Monday, Aug. 26, 1929
Guaranteed Ferocious
In his training camp, Senor Victorio Maria Campolo, towering Argentine heavyweight fighter (TIME, June 24) tried desperately, ineffectually, to scowl, to glower, to crook his smile into a sneer, jibing onlookers, unconvinced of his ferocity, were told: "You should see him bulldog, skin and dress a steer for barbecue in nine minutes."
Without the scowl but with butchery in heart, Meat-Dresser Campolo last week met in a Brooklyn fight ring the recurrent Thomas Heeney of Australia, who since his battle with onetime Champion Tunney has been married, grown fat, taken maulings in two of his three fights. The prodigious Campolo, dominating Heeney half a foot in height, 20 pounds in weight, many inches in reach,* needed no glower to terrorize. Undaunted, Heeney charged the massive Argentine, belted him soundingly, won several early rounds. Frequently Campolo turned his head, spat nervously, was biffed. Then in round eight, Campolo unloosed a right uppercut which hoisted Heeney clean off the canvas. At the ringside, Heeney's wife tore her handkerchief, moaned into it. In the ninth Heeney was twice bumped to the floor, twice wambled up again. The referee, humane, stopped the bout but neglected the ceremony of lifting high the victor's right hand. Campolo, a ceremonious Latin, raised it himself, promenaded about the ring, threw kisses to the audience.

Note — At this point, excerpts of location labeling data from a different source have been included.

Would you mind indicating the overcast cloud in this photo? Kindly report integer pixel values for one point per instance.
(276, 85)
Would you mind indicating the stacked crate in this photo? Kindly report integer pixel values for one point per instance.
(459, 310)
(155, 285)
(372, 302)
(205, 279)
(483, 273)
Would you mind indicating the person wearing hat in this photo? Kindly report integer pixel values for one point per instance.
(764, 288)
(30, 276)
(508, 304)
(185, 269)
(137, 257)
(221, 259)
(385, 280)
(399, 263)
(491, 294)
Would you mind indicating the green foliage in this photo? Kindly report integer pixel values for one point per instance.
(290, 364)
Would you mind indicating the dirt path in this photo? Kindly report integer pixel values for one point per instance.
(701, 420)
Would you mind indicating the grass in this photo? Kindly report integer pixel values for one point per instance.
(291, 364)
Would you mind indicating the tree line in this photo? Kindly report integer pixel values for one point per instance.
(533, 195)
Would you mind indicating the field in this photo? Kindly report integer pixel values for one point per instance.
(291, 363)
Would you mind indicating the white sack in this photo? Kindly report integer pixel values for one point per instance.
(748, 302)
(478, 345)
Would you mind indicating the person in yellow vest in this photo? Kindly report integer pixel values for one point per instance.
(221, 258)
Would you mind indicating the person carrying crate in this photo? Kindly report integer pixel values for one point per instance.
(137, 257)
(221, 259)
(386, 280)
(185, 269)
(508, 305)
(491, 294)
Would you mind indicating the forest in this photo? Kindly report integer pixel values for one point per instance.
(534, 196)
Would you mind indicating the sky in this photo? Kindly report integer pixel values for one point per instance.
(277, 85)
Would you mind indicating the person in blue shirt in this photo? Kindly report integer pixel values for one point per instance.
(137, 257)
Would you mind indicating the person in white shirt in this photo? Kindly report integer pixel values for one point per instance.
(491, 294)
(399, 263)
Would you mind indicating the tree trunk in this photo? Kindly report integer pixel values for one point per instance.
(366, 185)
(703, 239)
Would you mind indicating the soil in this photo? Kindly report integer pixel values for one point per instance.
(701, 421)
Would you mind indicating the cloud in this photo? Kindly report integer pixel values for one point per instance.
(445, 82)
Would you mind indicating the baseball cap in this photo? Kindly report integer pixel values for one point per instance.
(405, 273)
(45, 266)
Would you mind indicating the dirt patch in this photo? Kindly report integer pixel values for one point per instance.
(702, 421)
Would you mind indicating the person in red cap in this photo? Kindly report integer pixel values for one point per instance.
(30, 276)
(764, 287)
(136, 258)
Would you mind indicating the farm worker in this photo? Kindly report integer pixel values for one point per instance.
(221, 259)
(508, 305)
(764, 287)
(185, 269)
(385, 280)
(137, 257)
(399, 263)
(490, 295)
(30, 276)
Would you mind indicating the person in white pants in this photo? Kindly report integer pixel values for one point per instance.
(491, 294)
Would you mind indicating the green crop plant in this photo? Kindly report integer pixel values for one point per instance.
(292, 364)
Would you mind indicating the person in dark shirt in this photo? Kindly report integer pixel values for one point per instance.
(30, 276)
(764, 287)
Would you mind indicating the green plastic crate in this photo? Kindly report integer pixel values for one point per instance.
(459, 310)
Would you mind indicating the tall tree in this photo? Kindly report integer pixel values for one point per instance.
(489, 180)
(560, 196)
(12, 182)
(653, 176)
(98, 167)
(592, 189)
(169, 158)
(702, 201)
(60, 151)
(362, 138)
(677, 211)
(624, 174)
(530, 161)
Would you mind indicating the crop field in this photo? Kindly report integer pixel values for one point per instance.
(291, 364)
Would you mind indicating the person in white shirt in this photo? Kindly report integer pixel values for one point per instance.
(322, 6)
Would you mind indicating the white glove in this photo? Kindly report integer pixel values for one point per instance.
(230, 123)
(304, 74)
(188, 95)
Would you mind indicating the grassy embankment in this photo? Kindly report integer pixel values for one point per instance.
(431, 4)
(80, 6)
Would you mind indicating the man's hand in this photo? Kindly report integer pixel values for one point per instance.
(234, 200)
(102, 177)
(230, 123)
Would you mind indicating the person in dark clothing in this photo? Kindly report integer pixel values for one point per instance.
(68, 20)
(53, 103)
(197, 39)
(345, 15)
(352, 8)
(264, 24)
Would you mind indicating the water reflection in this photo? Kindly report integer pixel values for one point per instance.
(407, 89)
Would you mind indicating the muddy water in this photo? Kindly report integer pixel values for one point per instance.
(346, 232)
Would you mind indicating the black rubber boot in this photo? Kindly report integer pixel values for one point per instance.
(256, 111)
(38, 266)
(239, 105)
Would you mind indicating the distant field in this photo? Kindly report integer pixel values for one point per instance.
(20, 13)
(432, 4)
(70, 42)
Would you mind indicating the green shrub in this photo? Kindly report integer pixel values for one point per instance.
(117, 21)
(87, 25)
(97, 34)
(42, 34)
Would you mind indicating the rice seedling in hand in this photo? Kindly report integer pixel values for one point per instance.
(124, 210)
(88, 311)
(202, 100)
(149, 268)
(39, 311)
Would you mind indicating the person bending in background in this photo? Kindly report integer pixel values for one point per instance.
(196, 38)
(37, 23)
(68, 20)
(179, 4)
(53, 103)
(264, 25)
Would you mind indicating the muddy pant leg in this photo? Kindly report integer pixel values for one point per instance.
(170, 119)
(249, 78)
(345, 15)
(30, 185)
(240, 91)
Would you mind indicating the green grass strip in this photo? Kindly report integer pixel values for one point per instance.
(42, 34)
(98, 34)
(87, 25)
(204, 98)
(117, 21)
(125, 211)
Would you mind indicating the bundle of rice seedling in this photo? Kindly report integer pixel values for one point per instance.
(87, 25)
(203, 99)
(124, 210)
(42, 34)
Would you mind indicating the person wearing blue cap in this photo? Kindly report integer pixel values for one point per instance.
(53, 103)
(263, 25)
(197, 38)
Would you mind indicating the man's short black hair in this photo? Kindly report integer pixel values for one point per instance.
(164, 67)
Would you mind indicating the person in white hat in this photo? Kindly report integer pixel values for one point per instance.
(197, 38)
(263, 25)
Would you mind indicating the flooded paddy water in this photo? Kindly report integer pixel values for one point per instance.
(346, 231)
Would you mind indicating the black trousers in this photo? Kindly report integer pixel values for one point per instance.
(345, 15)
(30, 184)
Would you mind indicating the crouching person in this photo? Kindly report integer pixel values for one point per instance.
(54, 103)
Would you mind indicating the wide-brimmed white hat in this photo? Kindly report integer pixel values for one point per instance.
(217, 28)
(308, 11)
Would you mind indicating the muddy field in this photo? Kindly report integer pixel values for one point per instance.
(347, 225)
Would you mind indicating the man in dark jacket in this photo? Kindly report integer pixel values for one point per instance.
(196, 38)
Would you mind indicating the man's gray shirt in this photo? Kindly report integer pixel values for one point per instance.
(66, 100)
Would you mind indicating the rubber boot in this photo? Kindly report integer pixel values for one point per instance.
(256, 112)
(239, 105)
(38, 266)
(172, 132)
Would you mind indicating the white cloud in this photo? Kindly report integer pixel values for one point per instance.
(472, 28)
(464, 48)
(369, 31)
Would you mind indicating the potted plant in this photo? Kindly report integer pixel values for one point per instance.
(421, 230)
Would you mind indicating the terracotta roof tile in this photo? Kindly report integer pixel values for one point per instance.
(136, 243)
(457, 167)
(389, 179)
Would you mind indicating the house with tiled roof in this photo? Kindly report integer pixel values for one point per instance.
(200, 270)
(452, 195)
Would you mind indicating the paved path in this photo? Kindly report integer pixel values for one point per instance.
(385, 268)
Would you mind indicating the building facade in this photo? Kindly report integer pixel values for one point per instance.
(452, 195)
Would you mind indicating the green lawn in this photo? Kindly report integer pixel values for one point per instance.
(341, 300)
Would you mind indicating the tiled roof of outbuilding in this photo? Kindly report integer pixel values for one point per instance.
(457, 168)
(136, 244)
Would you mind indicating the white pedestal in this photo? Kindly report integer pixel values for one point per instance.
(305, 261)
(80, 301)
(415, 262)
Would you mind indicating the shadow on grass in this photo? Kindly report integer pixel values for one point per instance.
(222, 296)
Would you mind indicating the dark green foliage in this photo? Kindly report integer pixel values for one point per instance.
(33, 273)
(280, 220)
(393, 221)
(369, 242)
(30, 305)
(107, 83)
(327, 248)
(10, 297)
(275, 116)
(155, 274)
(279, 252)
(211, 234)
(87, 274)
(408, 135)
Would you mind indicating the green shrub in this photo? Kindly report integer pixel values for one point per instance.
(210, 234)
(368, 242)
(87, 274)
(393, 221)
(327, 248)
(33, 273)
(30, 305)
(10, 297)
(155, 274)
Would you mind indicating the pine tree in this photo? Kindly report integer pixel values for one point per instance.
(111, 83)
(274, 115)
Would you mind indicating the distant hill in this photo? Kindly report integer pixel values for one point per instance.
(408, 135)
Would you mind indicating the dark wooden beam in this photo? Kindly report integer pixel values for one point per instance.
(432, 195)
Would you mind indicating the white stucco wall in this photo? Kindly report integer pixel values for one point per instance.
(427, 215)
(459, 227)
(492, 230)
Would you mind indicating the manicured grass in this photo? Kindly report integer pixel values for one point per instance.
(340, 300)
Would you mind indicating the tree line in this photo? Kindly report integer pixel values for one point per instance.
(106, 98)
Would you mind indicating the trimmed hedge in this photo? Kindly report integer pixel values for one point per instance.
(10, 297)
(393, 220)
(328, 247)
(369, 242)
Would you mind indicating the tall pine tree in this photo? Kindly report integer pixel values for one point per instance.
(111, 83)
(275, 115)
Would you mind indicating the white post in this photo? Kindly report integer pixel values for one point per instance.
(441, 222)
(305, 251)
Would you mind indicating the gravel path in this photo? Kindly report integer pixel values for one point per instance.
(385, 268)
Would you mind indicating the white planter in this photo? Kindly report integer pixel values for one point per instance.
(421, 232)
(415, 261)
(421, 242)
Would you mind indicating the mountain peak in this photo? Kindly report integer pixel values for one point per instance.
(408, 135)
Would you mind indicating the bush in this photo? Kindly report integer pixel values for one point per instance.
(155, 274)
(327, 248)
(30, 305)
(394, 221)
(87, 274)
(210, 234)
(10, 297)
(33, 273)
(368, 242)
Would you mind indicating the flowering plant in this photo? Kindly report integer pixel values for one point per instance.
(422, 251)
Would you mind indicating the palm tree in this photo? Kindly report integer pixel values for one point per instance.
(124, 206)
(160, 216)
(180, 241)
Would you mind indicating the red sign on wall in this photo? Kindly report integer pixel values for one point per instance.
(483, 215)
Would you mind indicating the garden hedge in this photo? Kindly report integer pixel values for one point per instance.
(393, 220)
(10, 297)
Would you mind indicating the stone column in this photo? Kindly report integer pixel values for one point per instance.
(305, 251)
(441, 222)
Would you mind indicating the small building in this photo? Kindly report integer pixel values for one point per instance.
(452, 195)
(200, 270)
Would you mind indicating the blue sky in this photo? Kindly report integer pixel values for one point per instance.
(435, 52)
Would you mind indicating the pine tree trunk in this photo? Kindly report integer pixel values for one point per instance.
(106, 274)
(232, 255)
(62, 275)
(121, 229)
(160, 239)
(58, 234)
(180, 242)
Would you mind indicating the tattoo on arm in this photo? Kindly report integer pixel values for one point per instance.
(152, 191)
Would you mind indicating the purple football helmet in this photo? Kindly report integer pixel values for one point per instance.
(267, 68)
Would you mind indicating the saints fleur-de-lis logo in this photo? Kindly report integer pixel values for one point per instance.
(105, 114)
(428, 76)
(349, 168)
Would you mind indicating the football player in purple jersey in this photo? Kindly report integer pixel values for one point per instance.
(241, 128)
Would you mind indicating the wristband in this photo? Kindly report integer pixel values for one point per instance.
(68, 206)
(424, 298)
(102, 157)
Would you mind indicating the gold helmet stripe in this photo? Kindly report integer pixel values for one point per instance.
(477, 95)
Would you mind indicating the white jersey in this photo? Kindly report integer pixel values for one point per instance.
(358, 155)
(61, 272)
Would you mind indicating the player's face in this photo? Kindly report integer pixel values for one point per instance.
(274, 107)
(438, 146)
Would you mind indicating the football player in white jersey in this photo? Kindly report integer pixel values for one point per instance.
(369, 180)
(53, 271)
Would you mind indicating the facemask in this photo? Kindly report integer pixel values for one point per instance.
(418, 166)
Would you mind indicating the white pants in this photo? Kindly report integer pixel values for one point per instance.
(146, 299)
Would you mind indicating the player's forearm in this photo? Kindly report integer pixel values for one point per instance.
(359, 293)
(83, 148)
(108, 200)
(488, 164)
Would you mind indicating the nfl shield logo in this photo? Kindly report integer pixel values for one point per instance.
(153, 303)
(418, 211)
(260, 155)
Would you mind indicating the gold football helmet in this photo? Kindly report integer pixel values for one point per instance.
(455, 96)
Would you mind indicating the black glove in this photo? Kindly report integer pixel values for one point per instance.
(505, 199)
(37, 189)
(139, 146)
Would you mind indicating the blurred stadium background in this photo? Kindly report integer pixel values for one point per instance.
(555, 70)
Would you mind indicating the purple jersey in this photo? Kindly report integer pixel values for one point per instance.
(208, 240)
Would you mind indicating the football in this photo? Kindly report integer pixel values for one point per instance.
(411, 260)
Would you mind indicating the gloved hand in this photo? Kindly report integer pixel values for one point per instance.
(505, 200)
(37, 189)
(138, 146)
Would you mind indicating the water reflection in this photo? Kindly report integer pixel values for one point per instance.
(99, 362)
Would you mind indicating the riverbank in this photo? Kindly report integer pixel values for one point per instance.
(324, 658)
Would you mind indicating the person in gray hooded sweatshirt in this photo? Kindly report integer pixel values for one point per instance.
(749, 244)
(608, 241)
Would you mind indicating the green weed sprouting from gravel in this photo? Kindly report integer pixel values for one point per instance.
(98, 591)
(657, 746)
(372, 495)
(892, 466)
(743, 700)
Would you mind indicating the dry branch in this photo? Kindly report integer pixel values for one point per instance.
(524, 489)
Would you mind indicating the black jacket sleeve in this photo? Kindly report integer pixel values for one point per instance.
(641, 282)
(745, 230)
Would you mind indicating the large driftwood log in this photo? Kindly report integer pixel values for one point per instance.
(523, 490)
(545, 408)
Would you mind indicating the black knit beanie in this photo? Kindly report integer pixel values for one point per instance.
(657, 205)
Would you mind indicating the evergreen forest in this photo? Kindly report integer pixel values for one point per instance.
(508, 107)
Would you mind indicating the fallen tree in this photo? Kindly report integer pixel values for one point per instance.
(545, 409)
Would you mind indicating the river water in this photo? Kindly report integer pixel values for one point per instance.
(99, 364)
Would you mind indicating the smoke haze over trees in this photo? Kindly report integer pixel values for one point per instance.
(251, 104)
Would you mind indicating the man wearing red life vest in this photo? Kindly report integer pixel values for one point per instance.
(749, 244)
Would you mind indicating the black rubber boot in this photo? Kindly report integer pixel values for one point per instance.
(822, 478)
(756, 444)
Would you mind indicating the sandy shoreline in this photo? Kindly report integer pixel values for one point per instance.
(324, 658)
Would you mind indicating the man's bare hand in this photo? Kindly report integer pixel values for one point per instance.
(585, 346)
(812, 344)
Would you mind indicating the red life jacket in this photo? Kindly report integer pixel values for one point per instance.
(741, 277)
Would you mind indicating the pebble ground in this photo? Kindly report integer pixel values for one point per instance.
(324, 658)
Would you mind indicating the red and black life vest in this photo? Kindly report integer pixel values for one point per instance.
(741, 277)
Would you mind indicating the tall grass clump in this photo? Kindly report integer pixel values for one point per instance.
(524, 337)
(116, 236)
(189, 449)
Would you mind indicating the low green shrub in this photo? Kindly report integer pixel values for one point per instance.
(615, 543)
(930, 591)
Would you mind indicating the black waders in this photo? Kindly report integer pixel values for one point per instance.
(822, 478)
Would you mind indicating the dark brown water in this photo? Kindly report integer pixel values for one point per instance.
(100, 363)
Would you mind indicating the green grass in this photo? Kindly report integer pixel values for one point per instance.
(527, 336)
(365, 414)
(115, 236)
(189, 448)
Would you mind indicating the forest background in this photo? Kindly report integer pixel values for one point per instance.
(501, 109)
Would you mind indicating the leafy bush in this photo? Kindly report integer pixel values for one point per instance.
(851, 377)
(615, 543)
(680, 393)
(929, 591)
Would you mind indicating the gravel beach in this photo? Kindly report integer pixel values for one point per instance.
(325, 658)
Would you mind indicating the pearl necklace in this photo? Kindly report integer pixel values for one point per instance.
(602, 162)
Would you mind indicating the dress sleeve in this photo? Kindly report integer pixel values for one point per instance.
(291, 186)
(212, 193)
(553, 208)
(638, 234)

Gratifying to Promoter Humbert J. Fugazy was this demonstration of his South American hopeful's ferocity. In that ghostly company of world's heavyweight championship contenders Campolo takes a place not more than two removes from Germany's potent Max Schmeling. About 20,000 saw the fight in Brooklyn. In Buenos Aires 50,000 volatile Latins lined the Avenida de Mayo reading round by round results flashed on bulletin boards in front of the newspapers La Prensa and La Critica. Afterward, ecstatic, they sang, cheered, paraded the streets until midnight. One man who did not parade: a pudgy auto salesman named Luis Angel Firpo, onetime "wild bull of the Pampas," who has boasted he could whip Campolo with one hand. In Campolo's little hometown, Quilmes, the populace surrounded his home, wildly cheered his aged parents.
*Giant Campolo's reach is 82 in., 8 in. longer than that of William Harrison ("Jack") Dempsey.